Energy futures fell in quiet holiday trading Monday as investors, questioning whether oil will keep surging to new highs, decided to cash in some of their recent profits.
Selling picked up momentum after Royal Dutch Shell announced it would boost production at a Nigerian oil platform shuttered by violence last year. But trading volumes were low as many traders were off for Columbus Day and a national holiday in Japan.
"It's the old Monday [routine]... a little bit of liquidation," said Tom Kloza, publisher and chief oil analyst at the Oil Price Information Service.
After rallying 20 percent from late August to late September, oil futures have settled into a trading range around $80 per barrel.
Daily prices have been volatile at times as investors have debated whether demand for crude and petroleum products will be strong enough in the fourth quarter to support $80 per barrel oil.
While some analysts point to ebbing demand for gasoline and forecasts for high temperatures through December as signs the oil, gasoline and heating oil markets are adequately supplied, others say low heating oil inventories and refinery activity shows supplies are tight.
As a result, some analysts believe oil will fall to $65 a barrel or lower, following a typical seasonal pattern, while others expect futures to break that pattern and push toward $90 a barrel.
U.S. light, sweet crude for November delivery fell $2.20 to settle at $79.02 per barrel on the New York Mercantile Exchange, its lowest close in nearly a month.
Gasoline for November fell 4.91 cents to settle at $2.0002 per gallon.
Nymex heating oil fell 6.39 cents to settle at $2.1596 per gallon.
Natural gas futures fell 22.7 cents to settle at $6.846 per 1,000 cubic feet, extending Friday's 33.9 cent decline.

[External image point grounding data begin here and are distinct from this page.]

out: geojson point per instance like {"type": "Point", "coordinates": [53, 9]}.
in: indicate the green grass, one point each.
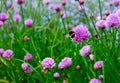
{"type": "Point", "coordinates": [47, 38]}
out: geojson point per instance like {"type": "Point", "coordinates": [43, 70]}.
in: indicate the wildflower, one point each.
{"type": "Point", "coordinates": [91, 56]}
{"type": "Point", "coordinates": [111, 3]}
{"type": "Point", "coordinates": [98, 65]}
{"type": "Point", "coordinates": [81, 34]}
{"type": "Point", "coordinates": [118, 13]}
{"type": "Point", "coordinates": [116, 2]}
{"type": "Point", "coordinates": [81, 2]}
{"type": "Point", "coordinates": [81, 9]}
{"type": "Point", "coordinates": [100, 24]}
{"type": "Point", "coordinates": [28, 70]}
{"type": "Point", "coordinates": [20, 2]}
{"type": "Point", "coordinates": [94, 80]}
{"type": "Point", "coordinates": [24, 66]}
{"type": "Point", "coordinates": [10, 26]}
{"type": "Point", "coordinates": [48, 63]}
{"type": "Point", "coordinates": [17, 18]}
{"type": "Point", "coordinates": [63, 2]}
{"type": "Point", "coordinates": [78, 67]}
{"type": "Point", "coordinates": [112, 20]}
{"type": "Point", "coordinates": [107, 13]}
{"type": "Point", "coordinates": [28, 57]}
{"type": "Point", "coordinates": [1, 23]}
{"type": "Point", "coordinates": [56, 75]}
{"type": "Point", "coordinates": [26, 39]}
{"type": "Point", "coordinates": [101, 77]}
{"type": "Point", "coordinates": [96, 35]}
{"type": "Point", "coordinates": [28, 22]}
{"type": "Point", "coordinates": [65, 63]}
{"type": "Point", "coordinates": [1, 51]}
{"type": "Point", "coordinates": [46, 2]}
{"type": "Point", "coordinates": [61, 13]}
{"type": "Point", "coordinates": [9, 4]}
{"type": "Point", "coordinates": [64, 81]}
{"type": "Point", "coordinates": [85, 51]}
{"type": "Point", "coordinates": [7, 54]}
{"type": "Point", "coordinates": [57, 8]}
{"type": "Point", "coordinates": [3, 17]}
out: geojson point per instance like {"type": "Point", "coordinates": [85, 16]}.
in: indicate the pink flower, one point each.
{"type": "Point", "coordinates": [7, 54]}
{"type": "Point", "coordinates": [3, 17]}
{"type": "Point", "coordinates": [63, 2]}
{"type": "Point", "coordinates": [118, 13]}
{"type": "Point", "coordinates": [46, 2]}
{"type": "Point", "coordinates": [48, 63]}
{"type": "Point", "coordinates": [98, 65]}
{"type": "Point", "coordinates": [28, 22]}
{"type": "Point", "coordinates": [20, 2]}
{"type": "Point", "coordinates": [1, 51]}
{"type": "Point", "coordinates": [1, 23]}
{"type": "Point", "coordinates": [116, 2]}
{"type": "Point", "coordinates": [100, 24]}
{"type": "Point", "coordinates": [9, 4]}
{"type": "Point", "coordinates": [56, 8]}
{"type": "Point", "coordinates": [112, 20]}
{"type": "Point", "coordinates": [28, 57]}
{"type": "Point", "coordinates": [65, 63]}
{"type": "Point", "coordinates": [17, 18]}
{"type": "Point", "coordinates": [56, 75]}
{"type": "Point", "coordinates": [24, 66]}
{"type": "Point", "coordinates": [94, 80]}
{"type": "Point", "coordinates": [85, 51]}
{"type": "Point", "coordinates": [81, 34]}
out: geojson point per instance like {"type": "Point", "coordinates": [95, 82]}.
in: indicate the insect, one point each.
{"type": "Point", "coordinates": [72, 34]}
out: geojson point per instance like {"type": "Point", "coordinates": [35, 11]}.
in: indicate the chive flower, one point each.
{"type": "Point", "coordinates": [28, 57]}
{"type": "Point", "coordinates": [28, 22]}
{"type": "Point", "coordinates": [3, 17]}
{"type": "Point", "coordinates": [81, 34]}
{"type": "Point", "coordinates": [48, 63]}
{"type": "Point", "coordinates": [85, 51]}
{"type": "Point", "coordinates": [65, 63]}
{"type": "Point", "coordinates": [7, 54]}
{"type": "Point", "coordinates": [94, 80]}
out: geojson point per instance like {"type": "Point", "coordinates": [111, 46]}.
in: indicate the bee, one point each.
{"type": "Point", "coordinates": [72, 34]}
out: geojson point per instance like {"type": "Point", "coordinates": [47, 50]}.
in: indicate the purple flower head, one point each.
{"type": "Point", "coordinates": [56, 8]}
{"type": "Point", "coordinates": [98, 65]}
{"type": "Point", "coordinates": [17, 18]}
{"type": "Point", "coordinates": [3, 17]}
{"type": "Point", "coordinates": [48, 63]}
{"type": "Point", "coordinates": [118, 13]}
{"type": "Point", "coordinates": [94, 80]}
{"type": "Point", "coordinates": [28, 70]}
{"type": "Point", "coordinates": [112, 20]}
{"type": "Point", "coordinates": [24, 66]}
{"type": "Point", "coordinates": [1, 51]}
{"type": "Point", "coordinates": [1, 23]}
{"type": "Point", "coordinates": [20, 2]}
{"type": "Point", "coordinates": [81, 34]}
{"type": "Point", "coordinates": [100, 24]}
{"type": "Point", "coordinates": [46, 2]}
{"type": "Point", "coordinates": [116, 2]}
{"type": "Point", "coordinates": [7, 54]}
{"type": "Point", "coordinates": [56, 75]}
{"type": "Point", "coordinates": [9, 4]}
{"type": "Point", "coordinates": [78, 67]}
{"type": "Point", "coordinates": [63, 2]}
{"type": "Point", "coordinates": [28, 22]}
{"type": "Point", "coordinates": [65, 63]}
{"type": "Point", "coordinates": [28, 57]}
{"type": "Point", "coordinates": [85, 51]}
{"type": "Point", "coordinates": [91, 56]}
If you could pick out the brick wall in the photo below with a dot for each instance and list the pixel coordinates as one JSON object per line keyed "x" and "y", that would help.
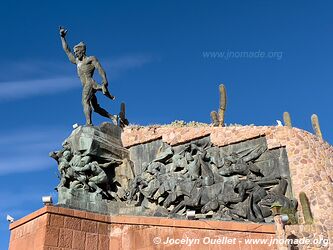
{"x": 55, "y": 228}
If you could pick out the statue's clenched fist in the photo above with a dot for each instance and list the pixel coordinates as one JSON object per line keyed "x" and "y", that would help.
{"x": 62, "y": 31}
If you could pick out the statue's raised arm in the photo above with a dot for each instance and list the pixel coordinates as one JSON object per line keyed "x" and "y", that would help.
{"x": 86, "y": 66}
{"x": 65, "y": 46}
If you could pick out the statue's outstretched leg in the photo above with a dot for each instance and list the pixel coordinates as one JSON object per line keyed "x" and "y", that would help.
{"x": 86, "y": 97}
{"x": 97, "y": 108}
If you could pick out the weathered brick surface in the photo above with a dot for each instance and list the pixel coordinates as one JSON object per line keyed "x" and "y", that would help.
{"x": 124, "y": 232}
{"x": 311, "y": 168}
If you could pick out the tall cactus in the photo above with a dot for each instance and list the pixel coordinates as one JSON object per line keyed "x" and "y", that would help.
{"x": 218, "y": 117}
{"x": 215, "y": 118}
{"x": 287, "y": 119}
{"x": 223, "y": 104}
{"x": 122, "y": 115}
{"x": 306, "y": 208}
{"x": 316, "y": 126}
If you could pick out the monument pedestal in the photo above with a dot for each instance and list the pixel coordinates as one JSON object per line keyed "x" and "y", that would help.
{"x": 55, "y": 228}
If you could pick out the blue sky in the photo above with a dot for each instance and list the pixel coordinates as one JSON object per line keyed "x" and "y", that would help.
{"x": 154, "y": 56}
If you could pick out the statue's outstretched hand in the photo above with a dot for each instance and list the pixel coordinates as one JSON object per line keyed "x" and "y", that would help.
{"x": 62, "y": 31}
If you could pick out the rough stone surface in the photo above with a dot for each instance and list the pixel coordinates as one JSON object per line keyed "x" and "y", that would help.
{"x": 310, "y": 161}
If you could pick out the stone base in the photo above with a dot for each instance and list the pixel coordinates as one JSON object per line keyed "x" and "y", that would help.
{"x": 56, "y": 228}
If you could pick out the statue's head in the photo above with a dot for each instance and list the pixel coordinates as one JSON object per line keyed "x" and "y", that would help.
{"x": 80, "y": 50}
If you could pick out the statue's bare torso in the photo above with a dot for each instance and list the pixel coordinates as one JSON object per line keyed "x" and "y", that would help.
{"x": 86, "y": 66}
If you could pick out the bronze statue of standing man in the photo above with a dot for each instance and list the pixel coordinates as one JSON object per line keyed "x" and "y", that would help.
{"x": 86, "y": 66}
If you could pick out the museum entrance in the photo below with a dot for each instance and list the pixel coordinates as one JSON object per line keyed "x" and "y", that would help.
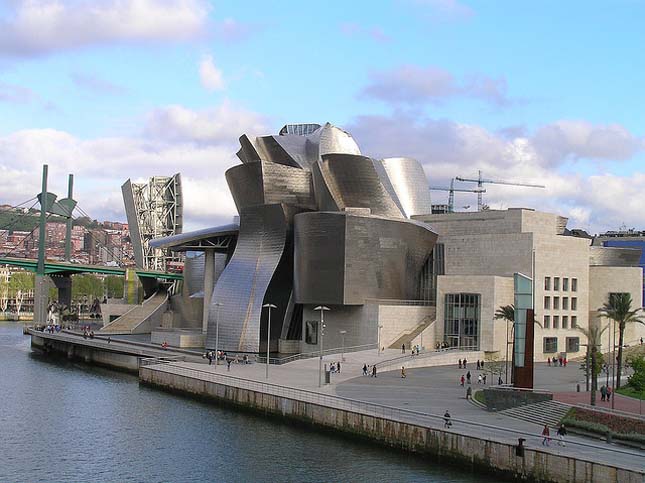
{"x": 461, "y": 315}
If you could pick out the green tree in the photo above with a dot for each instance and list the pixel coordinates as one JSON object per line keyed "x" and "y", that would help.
{"x": 619, "y": 309}
{"x": 593, "y": 334}
{"x": 637, "y": 379}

Analysts say investors are selling off a "storm premium" that had been built into natural gas prices; the market now believes that no tropical weather systems pose a serious threat to critical gas and oil infrastructure in the Gulf of Mexico.
At the pump, meanwhile, gas prices slipped 0.3 cent overnight to a national average price of $2.767 a gallon, according to AAA and the Oil Price Information Service. Prices remain nearly 50 cents higher than one year ago, and nearly 50 cents below their May peak of $3.227 a gallon.
Gas prices have not risen back to the $3 range, as many analysts had expected, to keep up with oil's September surge. Some analysts think gas will hover around $2.75 a gallon for the rest of the year.
Analysts think this year's record gas prices have cut demand. That has kept prices from rising, but at the same time, high oil prices have kept gas from falling. Many analysts believe oil's September rally was largely due to an influx of speculative money.
While energy futures were lower all day, selling accelerated after Royal Dutch Shell said it was lifting "force majeure" on its Forcados oil terminal in Nigeria, which can pump 380,000 barrels of oil a day at full capacity. Force majeure is a legal condition under which a company can not be held liable for not meeting contractual obligations to customers.
The Forcados terminal was shut down by militant attacks in February 2006, but has been operating at 1 percent to 3 percent of capacity since this summer. In recent months, violence has abated in Nigeria, Africa's biggest oil producer and one of the top overseas suppliers to the United States.